Since the direction of the acceleration is opposite to the direction of motion, the acceleration (a) can be calculated as a = Δv / t, where t is the time taken to come to a stop:
Given:
Time taken to stop, t = 0.95 s
Substituting the values:
a = (-7.8 m/s) / (0.95 s) = -8.21 m/s^2 (negative sign indicates acceleration is in the opposite direction)
Using Newton's second law, F = m * a:
F = (66 kg) * (-8.21 m/s^2) = -541.86 N (negative sign indicates the force acts in the opposite direction)
Therefore, the net force acting on the student on the rough trail is approximately -541.86 N.

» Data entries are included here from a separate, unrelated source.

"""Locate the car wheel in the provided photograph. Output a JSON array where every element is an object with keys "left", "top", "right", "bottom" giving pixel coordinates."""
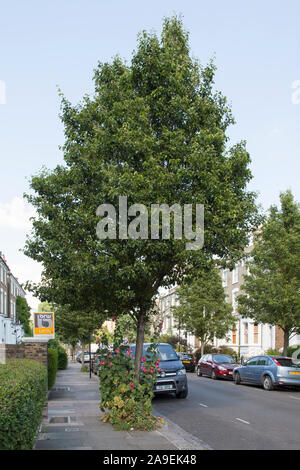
[
  {"left": 176, "top": 387, "right": 189, "bottom": 398},
  {"left": 234, "top": 372, "right": 241, "bottom": 385},
  {"left": 263, "top": 375, "right": 274, "bottom": 392}
]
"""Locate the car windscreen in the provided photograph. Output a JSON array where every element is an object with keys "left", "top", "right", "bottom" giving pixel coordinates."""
[
  {"left": 214, "top": 354, "right": 234, "bottom": 364},
  {"left": 131, "top": 344, "right": 178, "bottom": 361},
  {"left": 274, "top": 357, "right": 300, "bottom": 367}
]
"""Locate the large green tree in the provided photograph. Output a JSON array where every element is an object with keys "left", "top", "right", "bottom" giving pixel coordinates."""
[
  {"left": 173, "top": 265, "right": 236, "bottom": 355},
  {"left": 238, "top": 191, "right": 300, "bottom": 355},
  {"left": 25, "top": 17, "right": 256, "bottom": 374}
]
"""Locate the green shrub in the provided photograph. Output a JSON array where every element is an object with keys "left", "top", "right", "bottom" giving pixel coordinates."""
[
  {"left": 287, "top": 344, "right": 300, "bottom": 357},
  {"left": 48, "top": 348, "right": 58, "bottom": 390},
  {"left": 0, "top": 359, "right": 47, "bottom": 450},
  {"left": 57, "top": 346, "right": 68, "bottom": 370}
]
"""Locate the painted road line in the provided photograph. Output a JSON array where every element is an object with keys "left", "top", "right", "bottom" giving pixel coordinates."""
[
  {"left": 235, "top": 418, "right": 250, "bottom": 424},
  {"left": 289, "top": 395, "right": 300, "bottom": 400}
]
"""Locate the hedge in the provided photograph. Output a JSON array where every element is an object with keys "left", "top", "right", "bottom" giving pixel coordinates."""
[
  {"left": 48, "top": 348, "right": 58, "bottom": 390},
  {"left": 0, "top": 359, "right": 47, "bottom": 450}
]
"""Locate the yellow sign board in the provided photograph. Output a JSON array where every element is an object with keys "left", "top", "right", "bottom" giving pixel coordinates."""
[{"left": 33, "top": 312, "right": 54, "bottom": 339}]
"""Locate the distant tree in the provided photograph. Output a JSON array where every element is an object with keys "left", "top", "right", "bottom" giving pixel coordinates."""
[
  {"left": 172, "top": 266, "right": 236, "bottom": 354},
  {"left": 238, "top": 191, "right": 300, "bottom": 355},
  {"left": 16, "top": 296, "right": 32, "bottom": 336}
]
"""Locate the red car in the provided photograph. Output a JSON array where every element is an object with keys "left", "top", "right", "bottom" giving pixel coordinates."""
[{"left": 197, "top": 354, "right": 239, "bottom": 379}]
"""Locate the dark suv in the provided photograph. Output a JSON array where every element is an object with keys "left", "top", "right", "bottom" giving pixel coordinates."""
[
  {"left": 197, "top": 354, "right": 239, "bottom": 379},
  {"left": 177, "top": 353, "right": 196, "bottom": 372},
  {"left": 130, "top": 343, "right": 188, "bottom": 398}
]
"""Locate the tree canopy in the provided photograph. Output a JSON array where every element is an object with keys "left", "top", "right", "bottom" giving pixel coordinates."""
[{"left": 25, "top": 17, "right": 257, "bottom": 370}]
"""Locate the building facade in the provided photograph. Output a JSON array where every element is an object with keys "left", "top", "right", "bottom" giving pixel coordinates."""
[
  {"left": 0, "top": 252, "right": 25, "bottom": 344},
  {"left": 157, "top": 244, "right": 288, "bottom": 357}
]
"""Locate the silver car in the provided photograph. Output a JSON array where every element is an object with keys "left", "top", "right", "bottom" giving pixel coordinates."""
[{"left": 233, "top": 356, "right": 300, "bottom": 390}]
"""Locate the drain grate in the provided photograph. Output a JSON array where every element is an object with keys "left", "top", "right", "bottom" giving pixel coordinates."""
[
  {"left": 51, "top": 387, "right": 71, "bottom": 392},
  {"left": 49, "top": 416, "right": 69, "bottom": 424}
]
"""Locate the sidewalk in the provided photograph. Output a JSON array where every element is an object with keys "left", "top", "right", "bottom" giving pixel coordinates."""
[{"left": 35, "top": 363, "right": 204, "bottom": 450}]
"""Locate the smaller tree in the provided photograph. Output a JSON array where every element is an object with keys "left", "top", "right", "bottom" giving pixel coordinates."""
[
  {"left": 238, "top": 191, "right": 300, "bottom": 355},
  {"left": 173, "top": 266, "right": 236, "bottom": 354},
  {"left": 16, "top": 296, "right": 32, "bottom": 336}
]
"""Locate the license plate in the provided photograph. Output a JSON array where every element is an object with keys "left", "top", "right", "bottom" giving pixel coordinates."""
[{"left": 156, "top": 385, "right": 173, "bottom": 390}]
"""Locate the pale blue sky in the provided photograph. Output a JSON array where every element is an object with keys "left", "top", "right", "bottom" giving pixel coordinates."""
[{"left": 0, "top": 0, "right": 300, "bottom": 306}]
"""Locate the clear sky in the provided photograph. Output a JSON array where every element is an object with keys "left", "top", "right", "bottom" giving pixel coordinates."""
[{"left": 0, "top": 0, "right": 300, "bottom": 307}]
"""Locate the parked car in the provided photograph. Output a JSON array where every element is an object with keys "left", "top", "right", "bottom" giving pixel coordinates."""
[
  {"left": 233, "top": 356, "right": 300, "bottom": 390},
  {"left": 177, "top": 352, "right": 196, "bottom": 372},
  {"left": 76, "top": 351, "right": 96, "bottom": 364},
  {"left": 197, "top": 354, "right": 239, "bottom": 380},
  {"left": 129, "top": 343, "right": 188, "bottom": 398}
]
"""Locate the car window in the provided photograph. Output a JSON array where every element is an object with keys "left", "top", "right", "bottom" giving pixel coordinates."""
[
  {"left": 214, "top": 354, "right": 234, "bottom": 364},
  {"left": 246, "top": 357, "right": 258, "bottom": 366},
  {"left": 273, "top": 357, "right": 299, "bottom": 367},
  {"left": 257, "top": 357, "right": 269, "bottom": 366}
]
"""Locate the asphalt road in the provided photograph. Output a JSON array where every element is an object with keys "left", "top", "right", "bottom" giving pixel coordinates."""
[{"left": 153, "top": 373, "right": 300, "bottom": 450}]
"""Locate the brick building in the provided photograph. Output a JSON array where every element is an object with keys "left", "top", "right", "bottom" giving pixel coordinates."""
[{"left": 0, "top": 252, "right": 25, "bottom": 344}]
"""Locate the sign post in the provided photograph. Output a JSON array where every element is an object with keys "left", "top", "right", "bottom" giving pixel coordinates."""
[{"left": 33, "top": 312, "right": 54, "bottom": 339}]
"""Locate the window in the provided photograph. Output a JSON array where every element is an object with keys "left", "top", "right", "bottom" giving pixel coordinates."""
[
  {"left": 244, "top": 323, "right": 248, "bottom": 344},
  {"left": 246, "top": 357, "right": 258, "bottom": 366},
  {"left": 253, "top": 323, "right": 258, "bottom": 344},
  {"left": 232, "top": 266, "right": 239, "bottom": 284},
  {"left": 222, "top": 269, "right": 228, "bottom": 287},
  {"left": 257, "top": 357, "right": 268, "bottom": 366}
]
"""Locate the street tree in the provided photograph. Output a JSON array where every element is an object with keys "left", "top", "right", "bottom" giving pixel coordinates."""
[
  {"left": 25, "top": 17, "right": 257, "bottom": 375},
  {"left": 238, "top": 191, "right": 300, "bottom": 355},
  {"left": 172, "top": 265, "right": 236, "bottom": 355}
]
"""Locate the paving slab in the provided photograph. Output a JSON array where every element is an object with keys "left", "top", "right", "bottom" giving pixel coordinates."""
[{"left": 35, "top": 363, "right": 204, "bottom": 450}]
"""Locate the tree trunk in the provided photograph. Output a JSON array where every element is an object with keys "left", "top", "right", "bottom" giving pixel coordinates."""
[
  {"left": 134, "top": 310, "right": 146, "bottom": 380},
  {"left": 81, "top": 342, "right": 85, "bottom": 370},
  {"left": 283, "top": 329, "right": 290, "bottom": 356}
]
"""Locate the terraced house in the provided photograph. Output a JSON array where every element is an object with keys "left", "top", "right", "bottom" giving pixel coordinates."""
[
  {"left": 158, "top": 239, "right": 286, "bottom": 357},
  {"left": 0, "top": 252, "right": 25, "bottom": 344}
]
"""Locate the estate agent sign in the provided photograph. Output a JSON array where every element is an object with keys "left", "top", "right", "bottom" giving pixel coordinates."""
[{"left": 33, "top": 312, "right": 54, "bottom": 339}]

2. Calculate the coefficient of kinetic friction:
The force of kinetic friction can be calculated using the equation F_friction = μ_k * m * g, where μ_k is the coefficient of kinetic friction, m is the mass of the student, and g is the acceleration due to gravity (approximately 9.8 m/s^2).
Given:
Mass of the student, m = 66 kg
Acceleration due to gravity, g = 9.8 m/s^2
Substituting the values:
F_friction = μ_k * (66 kg) * (9.8 m/s^2)
Since the net force acting on the student is equal to the force of friction, we can equate the two:
-541.86 N = μ_k * (66 kg) * (9.8 m/s^2)
Simplifying and solving for μ_k, we get:
μ_k = -541.86 N / (66 kg * 9.8 m/s^2)
μ_k ≈ -0.862
The coefficient of kinetic friction between the rollerblades and the rough trail is approximately -0.862. The negative sign indicates that the friction force is acting in the opposite direction to the motion of the student.